The Rub

I was opening my Facebook page today, and reading all of my friends’ posts when I came across an article someone had shared: Three Things You Don’t Know About Your Children and Sex

It’s a pretty great article, mainly about how pornography is more accessible to kids today, even as accessible as a simple Google image search. I liked the article specifically because of the messages about abuse and it’s connection to shame.

I was abused before the internet (I know so long ago), before everyone had a cell phone that could fit in their pocket and the home computer was huge and had a green screen and took about 5 minutes to boot up and floppy disks were still around.

I was abused by the local neighbor girl and she showed me her parents’ stash of porn. It was gross and to this day I can still close my eyes and see very disgusting things that I’m not going to share with you.

Abuse completely destroys your view of sex. In the article the author, Anne Marie Miller shares that at her talks there are, by the Grace of God, some kids that don’t know what porn is and don’t know what it is for someone to molest someone else.

I wish I had that story. I wish that my views of sex were not distorted, but they are. It’s a simple fact, a fact that I fight against every single day but still a fact.

Can you imagine your first sexual experience happening at the age of 4? Can you imagine that the first time you see a penis is in a magazine that your abuser is showing you, all engorged, hard, and slippery (I wasn’t going to describe it but I did)? That’s not how God intended for us to experience sex.

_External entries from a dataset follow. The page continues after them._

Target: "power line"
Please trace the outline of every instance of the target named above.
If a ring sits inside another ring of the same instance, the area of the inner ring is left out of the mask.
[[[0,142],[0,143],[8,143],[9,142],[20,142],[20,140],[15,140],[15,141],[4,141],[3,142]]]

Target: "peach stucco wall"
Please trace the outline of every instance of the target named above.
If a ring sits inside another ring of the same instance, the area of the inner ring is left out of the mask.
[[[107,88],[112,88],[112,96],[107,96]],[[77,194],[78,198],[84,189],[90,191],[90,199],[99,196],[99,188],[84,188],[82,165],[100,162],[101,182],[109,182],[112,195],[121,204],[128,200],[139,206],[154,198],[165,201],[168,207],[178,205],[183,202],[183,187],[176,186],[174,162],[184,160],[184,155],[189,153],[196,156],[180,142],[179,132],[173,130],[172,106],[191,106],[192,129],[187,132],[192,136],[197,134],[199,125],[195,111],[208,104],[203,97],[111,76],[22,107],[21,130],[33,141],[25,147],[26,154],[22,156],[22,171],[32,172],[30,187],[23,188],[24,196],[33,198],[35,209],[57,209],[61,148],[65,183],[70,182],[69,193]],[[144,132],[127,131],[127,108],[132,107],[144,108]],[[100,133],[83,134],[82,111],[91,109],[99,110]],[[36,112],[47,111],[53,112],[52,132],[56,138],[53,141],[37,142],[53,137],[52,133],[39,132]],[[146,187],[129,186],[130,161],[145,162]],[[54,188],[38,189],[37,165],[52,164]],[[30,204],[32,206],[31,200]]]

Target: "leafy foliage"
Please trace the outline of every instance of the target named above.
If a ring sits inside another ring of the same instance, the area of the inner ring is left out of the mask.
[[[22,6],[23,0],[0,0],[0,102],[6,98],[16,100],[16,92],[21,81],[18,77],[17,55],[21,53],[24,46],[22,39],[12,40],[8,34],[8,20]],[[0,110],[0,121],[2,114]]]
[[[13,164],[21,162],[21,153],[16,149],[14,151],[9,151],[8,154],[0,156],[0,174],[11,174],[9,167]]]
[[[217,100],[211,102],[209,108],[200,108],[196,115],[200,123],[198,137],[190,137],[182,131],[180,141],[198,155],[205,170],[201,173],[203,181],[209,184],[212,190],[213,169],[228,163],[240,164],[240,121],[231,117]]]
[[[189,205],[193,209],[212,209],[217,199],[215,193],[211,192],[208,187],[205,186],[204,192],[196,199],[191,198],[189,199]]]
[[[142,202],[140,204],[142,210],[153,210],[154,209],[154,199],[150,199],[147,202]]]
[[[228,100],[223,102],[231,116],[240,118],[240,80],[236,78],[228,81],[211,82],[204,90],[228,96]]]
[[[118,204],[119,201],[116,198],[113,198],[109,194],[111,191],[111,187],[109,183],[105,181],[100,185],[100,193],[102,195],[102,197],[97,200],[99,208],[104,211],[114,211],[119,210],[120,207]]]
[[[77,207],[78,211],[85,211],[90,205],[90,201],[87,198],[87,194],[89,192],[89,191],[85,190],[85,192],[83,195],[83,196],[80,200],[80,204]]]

Sex is supposed to happen in a loving relationship, it’s supposed to happen in a way that is not abusive, it’s supposed to be a giving and a taking. This is not my experience of sex.

My experience is not beauty, not love, not special. My experience is violent, demanding, and ugly. There are days where I still view myself as ugly and punishment seems the best option.

But here’s the question: How do you punish yourself for something that isn’t your fault? 

And there’s the rub, children that have been abused are ashamed and are certain that telling someone will lead to punishment. They are terrified that if anyone knows their secret, their sin will be on display.

Is it their sin? If I’m being abused, forced to look at things, forced to touch things, forced to experience things I’m not ready to nor have the capacity to experience am I at fault?

Can we be blamed for how we cope? This again is the rub. I’m abused at a young age, before I’ve fully developed my coping mechanisms. I can’t deal with what’s happening to me and there is no way I can tell anyone, how do I get rid of the shame and pain long enough to deal? Most kids turn to addictions. They may not understand what an addiction is but they turn to it just the same. They turn to books and literature, if they’re lucky and absorb themselves in a fantasy world. They turn to pornography because their abuser has shown them that a little sexual relief can keep the pain at bay for a few minutes. They turn to drugs or alcohol or they turn to sex itself and begin a life of sexual adventure and become promiscuous  because this is the only way they know how to deal. They need to escape and this is the only way they can.

I don’t think you can be blamed for your coping mechanisms but addictions need to be dealt with. If you or someone you know has an addiction to whatever (there are tons of them) you need to get some help. Whether that’s the local AA meeting or a counselor or a prayer partner, no matter what it is you need help to develop better coping mechanisms. There are better ways to deal, ways that don’t leave you feeling worse than when you started.

Addictions always make you feel worse but once you find a safe environment and a safe way to deal you can come to grips with what happened to you, you can learn how to deal with it and move on.

The rub is of course that you will always be a person who was abused but you have a choice: you can be a victim or a survivor. I choose to be a survivor and it feels so much better than being a victim.

I no longer sit in my pain, I feel it. You may not see a difference but I do. If you avoid your pain all the time and never actually feel it, it can destroy you. If you instead feel your feelings as they come you gain freedom.

If you need help feeling your pain, please message me, I may not be in your area but I have a huge network of loving people all over the country and I sure as heck can get you to someone that can help you.

Please don’t sit in the dark with your pain anymore, get help, because there are millions of hands that want to reach out and help you.